If the answer is "it depends", then:
- I have a largish database (30 GiB compressed dump size, 200 GiB data directory)
- I do ETL into the database, importing close to 3 million rows per week
- The tables with the most frequent changes are all inherited from a master table, with no data in the master table (data is partitioned by week)
- I create hourly rollups, and from there, daily, weekly and monthly reports
I'm asking because the scheduled VACUUM ANALYZE
is impacting my reporting. It runs for more than 5 hours, and I've had to kill it twice this week, because it was impacting regular database imports. check_postgres
doesn't report any significant bloat on the database, so that's not really an issue.
From the docs, autovacuum should take care of transaction ID wrap around as well. The question stands: do I still need a VACUUM ANALYZE
?
Best Answer
VACUUM is only needed on updated or deleted rows in non-temporary tables. Obviously you're doing lots of INSERTs but it's not obvious from the description that you're also doing lots of UPDATEs or DELETEs.
These operations can be tracked with the
pg_stat_all_tables
view, specifically then_tup_upd
andn_tup_del
columns.

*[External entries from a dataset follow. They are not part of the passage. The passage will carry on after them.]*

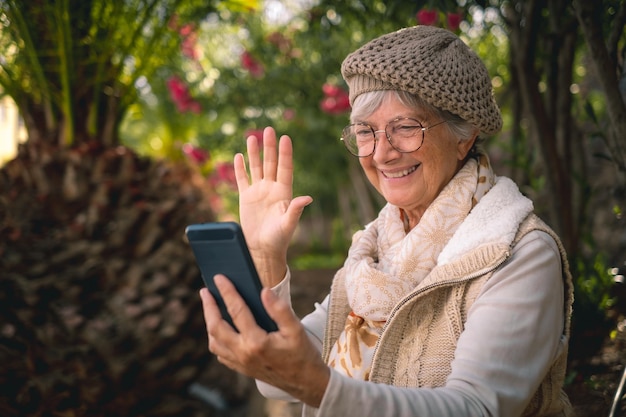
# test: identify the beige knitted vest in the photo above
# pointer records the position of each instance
(423, 327)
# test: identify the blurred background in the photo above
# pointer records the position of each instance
(118, 125)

Also, even more to the point, there is an_dead_tup
column that tells, per table, how much rows need to be vacuumed. (see Monitoring statistics in the doc for functions and views related to statistics gathering).A possible strategy in your case would be to suppress the scheduled VACUUM, keeping an eye on this view and checking on which tables the
n_dead_tup
is going up significantly. Then apply the aggressive VACUUM to these tables only. This will be a win if there are large tables whose rows never get deleted nor updated and the aggressive VACUUM is really necessary only on smaller tables.But keep running the ANALYZE for the optimizer to always have fresh statistics.